One person has died and another is missing after a Spanish fishing vessel sank off Argentina on Wednesday (July 11), but 25 crew members have been rescued, the Argentine Navy said.

One dead, one missing as Spanish fishing boat sinks near Argentina
Photos: Handout pictures released by the Argentine Navy shows Spanish fishing vessel "Dorneda"

The crew of the Dornera were found at dawn in two rafts and a small boat, 308 nautical miles off Argentina's Patagonian coast, the Navy said in a statement.

Most of the crew are Spanish but there are also Moroccans, Peruvians and Indonesians amongst them, spokesman Enrique Balbi said.

The 25 survivors and dead sailor are aboard an Argentine fishing boat heading back to dry land and expected to arrive in Patagonia in around two days, Balbi told AFP.

To reach there, the Argentine boat must negotiate 570 kilometres of open water through a South Atlantic storm in the middle of winter, said Balbi.

The Dornera is believed to have capsized after being inundated by “a lot of water down the stern ramp where the fish nets are pulled up,” according to Balbi.

“The water entered the engine room and caused a power cut,” he said. “That made the boat uncontrollable in a storm.”

“Realizing a shipwreck was inevitable, the crew abandoned ship.” Balbi added: “At this time of year, adverse conditions created by low pressure generate a lot of wind and big waves.
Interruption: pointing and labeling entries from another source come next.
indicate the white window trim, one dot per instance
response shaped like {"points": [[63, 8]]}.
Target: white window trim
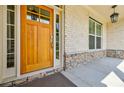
{"points": [[96, 35]]}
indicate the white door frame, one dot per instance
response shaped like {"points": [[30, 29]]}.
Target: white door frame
{"points": [[18, 46]]}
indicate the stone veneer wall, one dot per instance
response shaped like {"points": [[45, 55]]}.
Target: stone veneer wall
{"points": [[74, 60], [115, 53]]}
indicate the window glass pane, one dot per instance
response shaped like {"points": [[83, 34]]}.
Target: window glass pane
{"points": [[98, 42], [10, 46], [91, 27], [98, 29], [10, 31], [33, 17], [57, 36], [57, 54], [44, 20], [33, 8], [91, 42], [10, 60], [10, 17], [44, 12], [10, 35], [11, 7]]}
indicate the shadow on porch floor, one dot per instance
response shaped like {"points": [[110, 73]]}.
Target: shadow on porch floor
{"points": [[55, 80]]}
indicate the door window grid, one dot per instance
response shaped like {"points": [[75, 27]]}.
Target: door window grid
{"points": [[10, 35], [95, 34], [37, 14]]}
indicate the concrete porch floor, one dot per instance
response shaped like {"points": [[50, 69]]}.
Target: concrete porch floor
{"points": [[104, 72]]}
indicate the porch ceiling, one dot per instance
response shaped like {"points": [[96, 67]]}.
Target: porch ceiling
{"points": [[106, 11]]}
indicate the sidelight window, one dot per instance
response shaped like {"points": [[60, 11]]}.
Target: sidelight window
{"points": [[10, 35]]}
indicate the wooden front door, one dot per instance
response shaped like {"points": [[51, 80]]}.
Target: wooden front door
{"points": [[36, 38]]}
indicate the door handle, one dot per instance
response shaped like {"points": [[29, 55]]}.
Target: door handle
{"points": [[51, 40]]}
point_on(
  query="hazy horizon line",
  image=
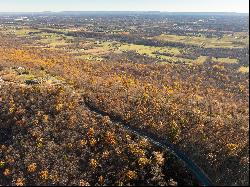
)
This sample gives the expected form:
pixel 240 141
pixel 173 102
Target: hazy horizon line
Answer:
pixel 159 11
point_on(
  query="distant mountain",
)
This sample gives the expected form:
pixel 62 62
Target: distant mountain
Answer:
pixel 79 13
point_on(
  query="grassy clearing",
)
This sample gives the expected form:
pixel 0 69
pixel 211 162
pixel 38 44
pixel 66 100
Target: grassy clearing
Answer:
pixel 225 60
pixel 237 40
pixel 243 69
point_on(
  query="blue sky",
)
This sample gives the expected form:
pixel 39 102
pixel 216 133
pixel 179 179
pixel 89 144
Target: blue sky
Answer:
pixel 122 5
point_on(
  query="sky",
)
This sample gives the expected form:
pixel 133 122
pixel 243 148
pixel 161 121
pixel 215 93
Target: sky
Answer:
pixel 241 6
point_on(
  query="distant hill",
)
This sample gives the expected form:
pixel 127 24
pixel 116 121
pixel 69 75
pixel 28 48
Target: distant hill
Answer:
pixel 76 13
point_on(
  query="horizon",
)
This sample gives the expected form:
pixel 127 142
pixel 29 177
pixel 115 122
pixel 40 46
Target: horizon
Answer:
pixel 190 6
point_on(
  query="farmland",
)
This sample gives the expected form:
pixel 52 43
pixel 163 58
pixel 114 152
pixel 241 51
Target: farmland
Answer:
pixel 72 90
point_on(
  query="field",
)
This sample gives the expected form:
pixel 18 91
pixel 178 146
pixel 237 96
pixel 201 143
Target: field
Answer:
pixel 80 106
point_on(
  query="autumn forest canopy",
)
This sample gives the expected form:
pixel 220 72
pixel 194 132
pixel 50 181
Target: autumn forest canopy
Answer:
pixel 124 99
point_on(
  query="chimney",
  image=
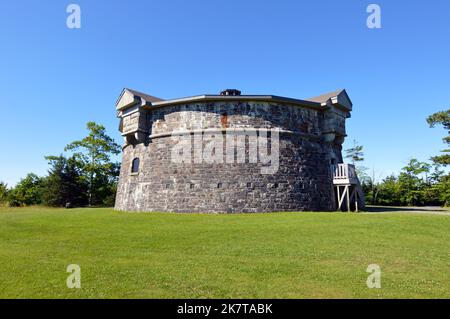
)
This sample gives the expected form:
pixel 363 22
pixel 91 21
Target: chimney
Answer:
pixel 232 92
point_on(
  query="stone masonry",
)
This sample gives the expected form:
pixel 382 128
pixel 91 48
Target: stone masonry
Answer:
pixel 310 136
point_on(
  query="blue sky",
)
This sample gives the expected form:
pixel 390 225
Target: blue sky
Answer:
pixel 53 79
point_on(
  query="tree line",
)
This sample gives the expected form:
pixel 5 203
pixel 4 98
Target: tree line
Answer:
pixel 86 176
pixel 417 183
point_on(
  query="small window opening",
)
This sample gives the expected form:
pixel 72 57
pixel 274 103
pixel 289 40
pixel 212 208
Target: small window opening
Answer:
pixel 135 165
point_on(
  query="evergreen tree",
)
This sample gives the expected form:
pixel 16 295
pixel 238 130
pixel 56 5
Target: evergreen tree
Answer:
pixel 64 184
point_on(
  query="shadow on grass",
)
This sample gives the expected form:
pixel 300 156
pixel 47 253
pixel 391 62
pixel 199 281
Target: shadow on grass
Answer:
pixel 382 209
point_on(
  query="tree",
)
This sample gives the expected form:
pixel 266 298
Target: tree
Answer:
pixel 355 154
pixel 64 184
pixel 27 192
pixel 441 118
pixel 93 155
pixel 412 184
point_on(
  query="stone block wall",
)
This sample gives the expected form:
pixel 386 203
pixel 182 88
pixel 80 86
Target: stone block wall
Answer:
pixel 303 181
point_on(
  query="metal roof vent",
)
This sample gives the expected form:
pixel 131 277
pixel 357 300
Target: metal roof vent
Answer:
pixel 233 92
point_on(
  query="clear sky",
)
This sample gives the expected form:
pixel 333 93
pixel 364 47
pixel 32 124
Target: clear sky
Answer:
pixel 54 79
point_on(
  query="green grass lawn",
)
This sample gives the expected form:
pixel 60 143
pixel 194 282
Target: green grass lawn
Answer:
pixel 282 255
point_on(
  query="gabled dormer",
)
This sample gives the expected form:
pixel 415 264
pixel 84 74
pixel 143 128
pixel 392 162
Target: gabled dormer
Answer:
pixel 131 110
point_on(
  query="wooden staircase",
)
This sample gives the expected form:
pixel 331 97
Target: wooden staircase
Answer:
pixel 347 188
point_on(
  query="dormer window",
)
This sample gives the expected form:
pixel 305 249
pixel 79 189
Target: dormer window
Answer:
pixel 135 166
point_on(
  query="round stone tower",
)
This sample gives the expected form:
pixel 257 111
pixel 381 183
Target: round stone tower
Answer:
pixel 230 152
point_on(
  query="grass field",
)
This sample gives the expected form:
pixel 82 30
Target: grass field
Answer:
pixel 283 255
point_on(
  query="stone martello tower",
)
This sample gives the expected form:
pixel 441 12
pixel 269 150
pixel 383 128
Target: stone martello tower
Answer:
pixel 305 135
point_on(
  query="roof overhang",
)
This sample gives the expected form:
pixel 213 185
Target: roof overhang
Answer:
pixel 225 98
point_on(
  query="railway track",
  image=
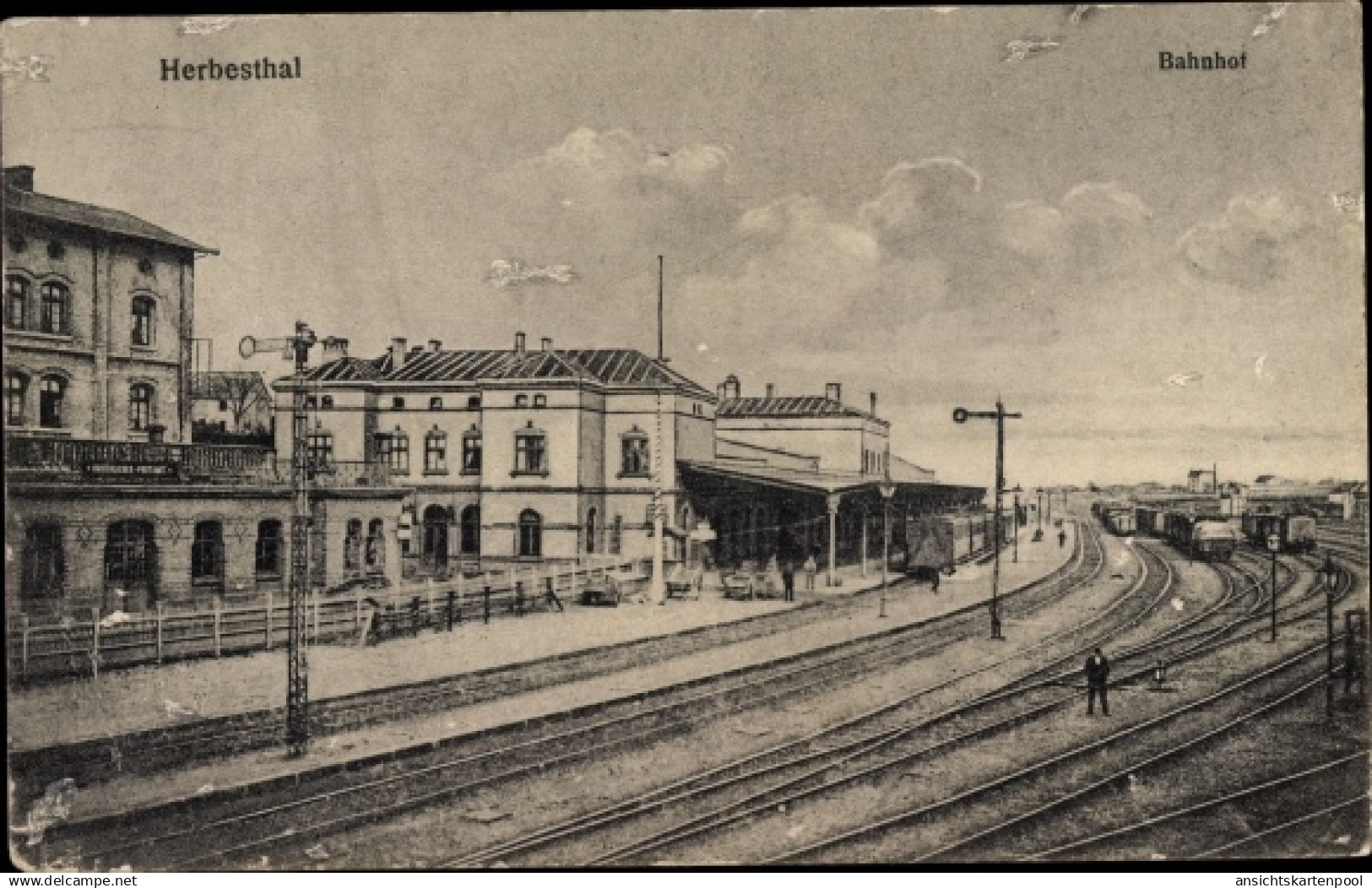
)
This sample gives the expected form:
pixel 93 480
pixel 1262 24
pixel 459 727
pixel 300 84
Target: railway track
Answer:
pixel 1253 815
pixel 764 787
pixel 212 832
pixel 180 745
pixel 724 795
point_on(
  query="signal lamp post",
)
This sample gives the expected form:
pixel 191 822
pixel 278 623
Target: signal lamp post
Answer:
pixel 1273 546
pixel 1330 574
pixel 1014 524
pixel 888 491
pixel 1001 416
pixel 298 673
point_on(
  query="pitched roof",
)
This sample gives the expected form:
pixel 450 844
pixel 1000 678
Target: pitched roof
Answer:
pixel 610 366
pixel 91 216
pixel 803 407
pixel 213 385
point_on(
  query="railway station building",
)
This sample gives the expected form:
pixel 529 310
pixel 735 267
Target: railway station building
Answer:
pixel 556 456
pixel 110 504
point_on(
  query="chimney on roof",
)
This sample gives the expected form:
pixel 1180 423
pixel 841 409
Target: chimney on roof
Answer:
pixel 19 177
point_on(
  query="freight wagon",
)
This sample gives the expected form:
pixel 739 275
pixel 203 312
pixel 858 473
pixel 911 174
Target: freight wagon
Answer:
pixel 1294 532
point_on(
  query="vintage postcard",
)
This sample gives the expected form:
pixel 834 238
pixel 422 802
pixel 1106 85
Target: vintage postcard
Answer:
pixel 752 438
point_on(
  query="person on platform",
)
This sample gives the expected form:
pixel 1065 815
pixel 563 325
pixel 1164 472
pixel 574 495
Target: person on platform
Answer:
pixel 1098 675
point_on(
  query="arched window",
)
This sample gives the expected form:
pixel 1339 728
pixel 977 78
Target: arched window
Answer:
pixel 636 456
pixel 530 452
pixel 43 561
pixel 435 452
pixel 375 545
pixel 353 545
pixel 472 530
pixel 472 452
pixel 15 392
pixel 140 407
pixel 435 537
pixel 208 554
pixel 57 309
pixel 131 557
pixel 51 396
pixel 15 302
pixel 268 552
pixel 143 330
pixel 530 534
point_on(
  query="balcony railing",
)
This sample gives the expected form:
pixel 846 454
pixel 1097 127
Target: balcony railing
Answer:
pixel 124 462
pixel 340 473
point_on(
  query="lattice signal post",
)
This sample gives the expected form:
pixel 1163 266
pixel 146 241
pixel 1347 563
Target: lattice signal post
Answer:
pixel 1001 416
pixel 296 349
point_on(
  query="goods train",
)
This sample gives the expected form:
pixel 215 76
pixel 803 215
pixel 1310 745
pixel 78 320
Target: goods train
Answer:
pixel 1202 537
pixel 940 543
pixel 1295 532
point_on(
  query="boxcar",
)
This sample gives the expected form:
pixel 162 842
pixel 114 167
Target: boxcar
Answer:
pixel 1295 532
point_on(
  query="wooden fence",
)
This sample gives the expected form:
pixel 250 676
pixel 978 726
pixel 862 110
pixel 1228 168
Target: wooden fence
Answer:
pixel 87 647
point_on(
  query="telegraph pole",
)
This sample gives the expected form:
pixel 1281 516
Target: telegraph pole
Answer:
pixel 1001 416
pixel 298 673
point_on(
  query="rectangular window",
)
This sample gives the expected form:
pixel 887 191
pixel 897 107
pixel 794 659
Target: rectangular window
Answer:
pixel 471 455
pixel 320 445
pixel 435 453
pixel 636 456
pixel 530 455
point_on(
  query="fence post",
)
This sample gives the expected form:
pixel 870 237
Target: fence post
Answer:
pixel 95 642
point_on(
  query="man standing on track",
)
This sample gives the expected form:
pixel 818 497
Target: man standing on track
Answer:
pixel 1098 674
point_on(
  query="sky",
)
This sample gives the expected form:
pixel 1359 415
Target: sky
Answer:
pixel 939 205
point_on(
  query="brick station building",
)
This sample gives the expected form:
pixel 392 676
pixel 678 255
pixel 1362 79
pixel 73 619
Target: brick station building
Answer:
pixel 109 504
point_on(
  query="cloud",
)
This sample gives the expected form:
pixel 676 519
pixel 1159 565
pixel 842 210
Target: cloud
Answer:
pixel 515 273
pixel 1266 241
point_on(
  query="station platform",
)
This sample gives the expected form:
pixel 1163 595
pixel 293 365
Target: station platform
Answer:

This can happen to any boat when there are big waves.”

Spain picked up a distress beacon and alerted the Argentine Navy, which sent out two fishing vessels to locate the sailors.

Balbi said the boat, owned by Spanish seafood company Freiremar, was fishing in international waters but that “it's still our search and rescue area”.

Two aircraft have been sent to Patagonia to help in the search and rescue operation for the missing sailor.